Department of Urology, The Second Hospital of Hebei Medical University, Shijiazhuang, China.
Department of Biochemistry and Molecular Biology, Ministry of Education of China, Hebei Medical University, Shijiazhuang, China.
FASEB J. 2022 Feb;36(2):e22163. doi: 10.1096/fj.202101645R.
Early clinical studies indicated that estrogen receptor beta (ERβ) might play key roles to impact the progression of clear cell renal cell carcinoma (ccRCC). The detailed molecular mechanisms, however, remain unclear. Here, we found ERβ could increase the cancer stem cell (CSC) population via altering the circPHACTR4/miR-34b-5p/c-Myc signaling. Mechanism dissection revealed that ERβ could suppress circular RNA PHACTR4 (circPHACTR4) expression via direct binding to the estrogen response elements (EREs) on the 5' promoter region of its host gene, phosphatase and actin regulator 4 (PHACTR4) to decrease miR-34b-5p expression. The decreased miRNA-34b-5p could then increase c-Myc mRNA translation via targeting its 3' untranslated region (3' UTR). The in vivo mouse model with subcutaneous xenografts of ccRCC cells also validated the in vitro data. Importantly, analysis results from ccRCC TCGA database and our clinical data further confirmed the above in vitro/in vivo data. Together, these results suggest that ERβ may increase CSC population in ccRCC via altering ERβ/circPHACTR4/miR-34b-5p/c-Myc signaling and that targeting this newly identified signal pathway may help physicians to better suppress ccRCC progression.

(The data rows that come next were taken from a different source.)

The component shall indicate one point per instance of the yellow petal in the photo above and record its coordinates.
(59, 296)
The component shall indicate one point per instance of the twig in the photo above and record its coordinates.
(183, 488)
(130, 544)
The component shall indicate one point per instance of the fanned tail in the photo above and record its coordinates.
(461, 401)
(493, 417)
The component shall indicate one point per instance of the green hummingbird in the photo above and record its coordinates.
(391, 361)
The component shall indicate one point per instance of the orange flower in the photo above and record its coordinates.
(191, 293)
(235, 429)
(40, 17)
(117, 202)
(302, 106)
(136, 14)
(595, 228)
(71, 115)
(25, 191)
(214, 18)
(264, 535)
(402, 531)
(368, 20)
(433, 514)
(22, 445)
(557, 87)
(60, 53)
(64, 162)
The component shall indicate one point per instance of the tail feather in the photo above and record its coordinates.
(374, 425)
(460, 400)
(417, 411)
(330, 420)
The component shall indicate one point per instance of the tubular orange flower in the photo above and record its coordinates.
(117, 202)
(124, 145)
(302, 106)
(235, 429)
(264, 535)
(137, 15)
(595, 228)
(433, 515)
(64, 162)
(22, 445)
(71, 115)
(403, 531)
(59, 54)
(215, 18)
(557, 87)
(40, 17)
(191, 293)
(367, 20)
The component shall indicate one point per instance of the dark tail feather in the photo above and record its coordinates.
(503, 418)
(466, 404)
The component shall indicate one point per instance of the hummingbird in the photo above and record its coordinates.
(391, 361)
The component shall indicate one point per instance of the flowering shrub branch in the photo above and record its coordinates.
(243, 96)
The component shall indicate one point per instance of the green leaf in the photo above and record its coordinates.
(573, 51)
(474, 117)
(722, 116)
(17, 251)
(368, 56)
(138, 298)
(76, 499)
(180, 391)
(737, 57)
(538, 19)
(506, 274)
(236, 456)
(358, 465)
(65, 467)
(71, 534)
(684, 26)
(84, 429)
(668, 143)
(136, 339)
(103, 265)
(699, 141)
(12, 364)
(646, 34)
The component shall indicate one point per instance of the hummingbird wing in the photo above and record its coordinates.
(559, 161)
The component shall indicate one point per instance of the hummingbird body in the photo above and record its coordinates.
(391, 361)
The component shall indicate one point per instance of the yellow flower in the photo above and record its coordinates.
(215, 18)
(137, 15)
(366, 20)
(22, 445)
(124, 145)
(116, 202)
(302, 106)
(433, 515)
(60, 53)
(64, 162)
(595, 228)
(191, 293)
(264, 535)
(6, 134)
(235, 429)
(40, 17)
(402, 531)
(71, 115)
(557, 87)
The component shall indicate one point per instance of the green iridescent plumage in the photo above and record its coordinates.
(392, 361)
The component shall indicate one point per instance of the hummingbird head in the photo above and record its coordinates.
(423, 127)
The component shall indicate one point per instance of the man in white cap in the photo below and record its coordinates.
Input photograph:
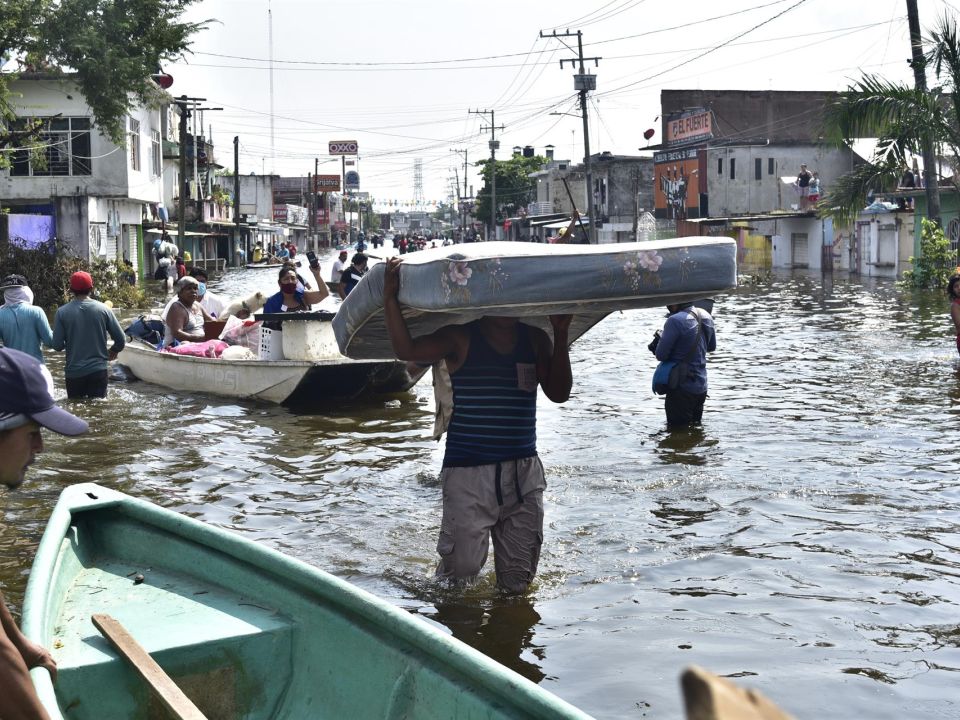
(25, 407)
(339, 265)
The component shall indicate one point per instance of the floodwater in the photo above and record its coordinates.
(805, 542)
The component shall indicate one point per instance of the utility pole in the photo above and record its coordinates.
(931, 180)
(182, 102)
(462, 200)
(583, 83)
(494, 144)
(236, 197)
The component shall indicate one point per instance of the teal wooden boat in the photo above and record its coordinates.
(245, 631)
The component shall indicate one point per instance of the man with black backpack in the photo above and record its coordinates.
(688, 335)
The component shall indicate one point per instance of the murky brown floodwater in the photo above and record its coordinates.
(806, 542)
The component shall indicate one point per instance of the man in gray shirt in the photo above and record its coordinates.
(82, 326)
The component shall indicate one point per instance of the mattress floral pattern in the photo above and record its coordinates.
(461, 283)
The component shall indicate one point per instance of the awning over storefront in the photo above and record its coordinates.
(186, 233)
(561, 224)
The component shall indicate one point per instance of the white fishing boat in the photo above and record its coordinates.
(299, 366)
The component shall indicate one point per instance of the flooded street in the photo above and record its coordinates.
(806, 542)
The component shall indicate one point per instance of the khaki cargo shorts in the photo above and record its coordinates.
(502, 500)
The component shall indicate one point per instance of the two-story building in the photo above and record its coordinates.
(729, 160)
(95, 192)
(622, 192)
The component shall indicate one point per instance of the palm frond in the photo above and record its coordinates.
(847, 196)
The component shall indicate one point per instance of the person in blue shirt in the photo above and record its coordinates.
(82, 326)
(23, 326)
(352, 275)
(492, 477)
(26, 407)
(688, 335)
(291, 297)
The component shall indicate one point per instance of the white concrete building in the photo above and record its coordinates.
(97, 191)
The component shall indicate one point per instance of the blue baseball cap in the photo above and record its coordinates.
(24, 396)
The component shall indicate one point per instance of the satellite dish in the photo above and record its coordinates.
(163, 80)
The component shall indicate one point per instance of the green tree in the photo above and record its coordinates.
(936, 262)
(515, 189)
(902, 118)
(109, 48)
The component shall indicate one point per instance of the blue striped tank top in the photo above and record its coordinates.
(494, 404)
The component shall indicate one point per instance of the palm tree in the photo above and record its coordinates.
(903, 119)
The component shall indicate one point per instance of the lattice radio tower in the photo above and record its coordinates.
(418, 181)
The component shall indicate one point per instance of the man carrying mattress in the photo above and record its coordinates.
(492, 478)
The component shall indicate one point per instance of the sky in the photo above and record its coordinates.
(401, 77)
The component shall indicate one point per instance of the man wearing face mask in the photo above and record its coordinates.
(23, 326)
(351, 276)
(291, 298)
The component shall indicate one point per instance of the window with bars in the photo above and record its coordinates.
(134, 146)
(62, 147)
(156, 163)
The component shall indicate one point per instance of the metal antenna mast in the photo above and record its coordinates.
(273, 155)
(494, 144)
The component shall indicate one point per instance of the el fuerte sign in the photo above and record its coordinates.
(689, 126)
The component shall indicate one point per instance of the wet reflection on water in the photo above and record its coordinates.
(805, 539)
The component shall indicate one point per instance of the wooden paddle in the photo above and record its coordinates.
(172, 697)
(574, 204)
(709, 697)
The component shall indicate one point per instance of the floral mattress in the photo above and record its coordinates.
(461, 283)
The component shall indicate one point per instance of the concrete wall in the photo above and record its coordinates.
(774, 115)
(627, 188)
(885, 242)
(745, 194)
(797, 242)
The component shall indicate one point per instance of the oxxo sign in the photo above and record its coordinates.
(343, 147)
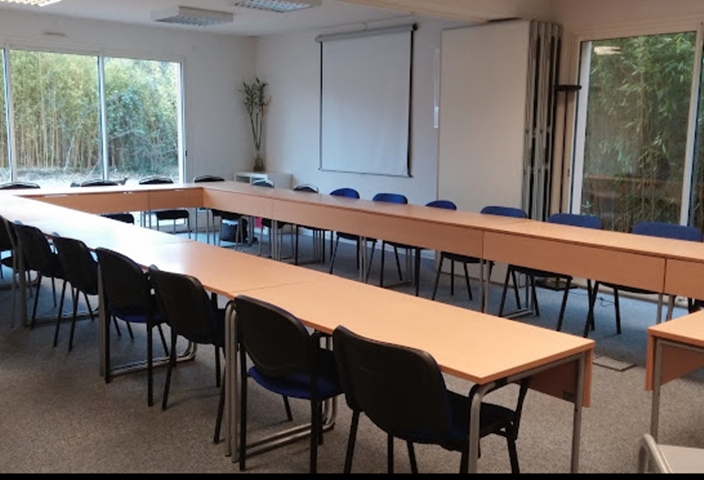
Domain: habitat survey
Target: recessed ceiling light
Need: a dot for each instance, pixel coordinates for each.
(191, 16)
(278, 6)
(38, 3)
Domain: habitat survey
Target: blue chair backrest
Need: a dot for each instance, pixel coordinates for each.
(576, 220)
(263, 182)
(345, 192)
(390, 197)
(448, 204)
(505, 211)
(668, 230)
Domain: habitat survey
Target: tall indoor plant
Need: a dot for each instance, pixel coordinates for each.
(255, 101)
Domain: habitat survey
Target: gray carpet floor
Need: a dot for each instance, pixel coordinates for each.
(58, 415)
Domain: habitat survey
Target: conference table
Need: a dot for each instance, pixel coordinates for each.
(464, 342)
(675, 348)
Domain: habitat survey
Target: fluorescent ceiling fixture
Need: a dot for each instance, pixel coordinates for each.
(191, 16)
(38, 3)
(607, 50)
(279, 6)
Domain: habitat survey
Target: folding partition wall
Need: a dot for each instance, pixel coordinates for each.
(497, 109)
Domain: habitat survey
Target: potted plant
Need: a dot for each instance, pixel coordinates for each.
(255, 100)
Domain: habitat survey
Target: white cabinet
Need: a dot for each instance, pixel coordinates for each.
(281, 180)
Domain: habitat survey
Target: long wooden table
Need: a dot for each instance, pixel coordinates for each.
(675, 348)
(560, 364)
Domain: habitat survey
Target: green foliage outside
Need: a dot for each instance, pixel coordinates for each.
(57, 118)
(637, 121)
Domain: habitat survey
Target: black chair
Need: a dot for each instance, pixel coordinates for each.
(655, 229)
(127, 295)
(534, 274)
(194, 315)
(466, 260)
(171, 214)
(317, 233)
(212, 214)
(81, 271)
(268, 222)
(348, 192)
(39, 256)
(286, 359)
(125, 217)
(400, 199)
(402, 391)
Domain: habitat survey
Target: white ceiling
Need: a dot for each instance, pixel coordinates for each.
(331, 13)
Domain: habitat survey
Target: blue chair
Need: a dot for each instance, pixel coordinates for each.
(347, 192)
(171, 214)
(285, 359)
(533, 274)
(465, 260)
(655, 229)
(400, 199)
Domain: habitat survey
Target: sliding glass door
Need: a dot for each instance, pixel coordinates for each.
(633, 159)
(81, 117)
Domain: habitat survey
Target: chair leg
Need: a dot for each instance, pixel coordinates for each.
(466, 279)
(287, 407)
(58, 315)
(390, 453)
(221, 409)
(617, 306)
(561, 316)
(503, 292)
(169, 369)
(437, 277)
(351, 441)
(412, 457)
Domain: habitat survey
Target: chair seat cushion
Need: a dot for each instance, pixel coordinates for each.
(299, 385)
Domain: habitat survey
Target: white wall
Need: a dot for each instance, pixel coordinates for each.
(291, 66)
(218, 139)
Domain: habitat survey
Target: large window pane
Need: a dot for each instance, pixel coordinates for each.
(636, 128)
(56, 119)
(142, 100)
(5, 172)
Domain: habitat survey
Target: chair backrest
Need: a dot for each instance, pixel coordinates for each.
(345, 192)
(208, 178)
(125, 284)
(99, 182)
(79, 265)
(306, 187)
(576, 220)
(155, 181)
(186, 307)
(18, 185)
(390, 197)
(505, 211)
(277, 343)
(400, 389)
(37, 250)
(263, 182)
(447, 204)
(668, 230)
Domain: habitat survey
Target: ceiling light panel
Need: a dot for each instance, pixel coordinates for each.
(278, 6)
(38, 3)
(191, 16)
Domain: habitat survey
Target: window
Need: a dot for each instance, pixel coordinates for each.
(81, 117)
(5, 173)
(632, 161)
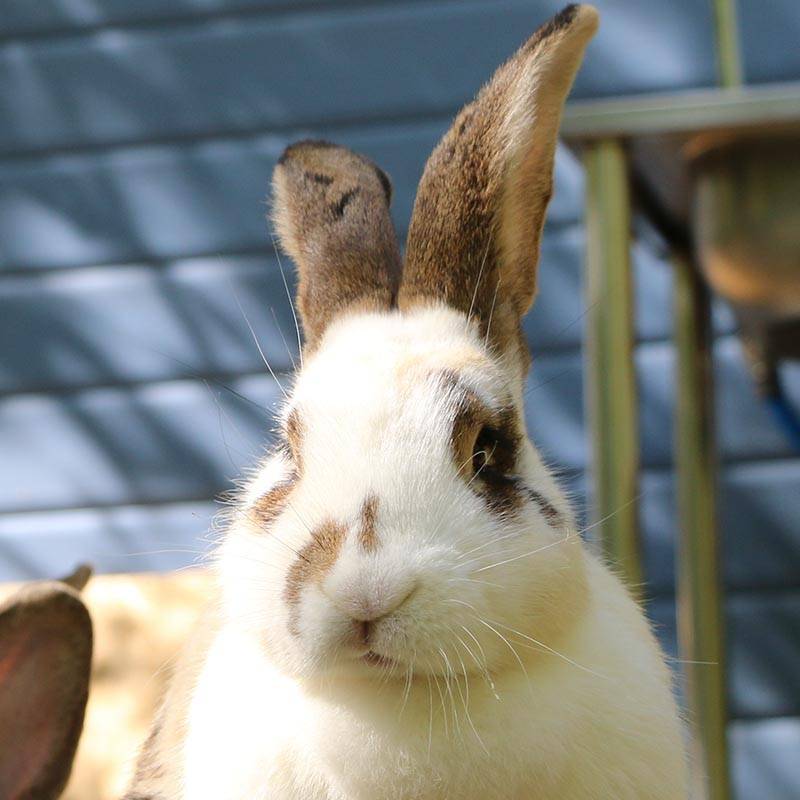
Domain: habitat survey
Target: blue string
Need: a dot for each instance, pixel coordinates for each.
(783, 413)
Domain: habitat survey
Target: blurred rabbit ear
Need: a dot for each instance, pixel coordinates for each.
(45, 661)
(474, 237)
(331, 211)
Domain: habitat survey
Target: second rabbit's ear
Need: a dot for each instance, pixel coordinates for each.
(331, 212)
(45, 661)
(473, 242)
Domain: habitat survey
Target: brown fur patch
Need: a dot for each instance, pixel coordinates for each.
(293, 433)
(149, 768)
(331, 211)
(474, 237)
(367, 534)
(311, 565)
(271, 505)
(485, 444)
(549, 511)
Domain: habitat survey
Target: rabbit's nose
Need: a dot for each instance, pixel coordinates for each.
(366, 607)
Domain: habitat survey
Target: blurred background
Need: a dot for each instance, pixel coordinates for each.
(136, 148)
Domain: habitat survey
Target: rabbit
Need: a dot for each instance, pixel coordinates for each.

早期临床研究表明,雌激素受体β(ERβ)可能在影响透明细胞肾细胞癌(ccRCC)的进展中发挥关键作用。然而,其详细的分子机制仍不清楚。在这里,我们发现 ERβ 可以通过改变 circPHACTR4/miR-34b-5p/c-Myc 信号来增加癌症干细胞(CSC)群体。机制分析表明,ERβ 可以通过直接结合其宿主基因磷酸酶和肌动蛋白调节因子 4(PHACTR4)5'启动子区域上的雌激素反应元件(EREs)来抑制环状 RNA PHACTR4(circPHACTR4)的表达,从而降低 miR-34b-5p 的表达。减少的 miRNA-34b-5p 可以通过靶向其 3'非翻译区(3'UTR)来增加 c-Myc mRNA 的翻译。ccRCC 细胞皮下异种移植的体内小鼠模型也验证了体外数据。重要的是,ccRCC TCGA 数据库和我们的临床数据的分析结果进一步证实了上述体外/体内数据。总之,这些结果表明,ERβ 通过改变 ERβ/circPHACTR4/miR-34b-5p/c-Myc 信号可以增加 ccRCC 中的 CSC 群体,靶向这个新确定的信号通路可能有助于医生更好地抑制 ccRCC 的进展。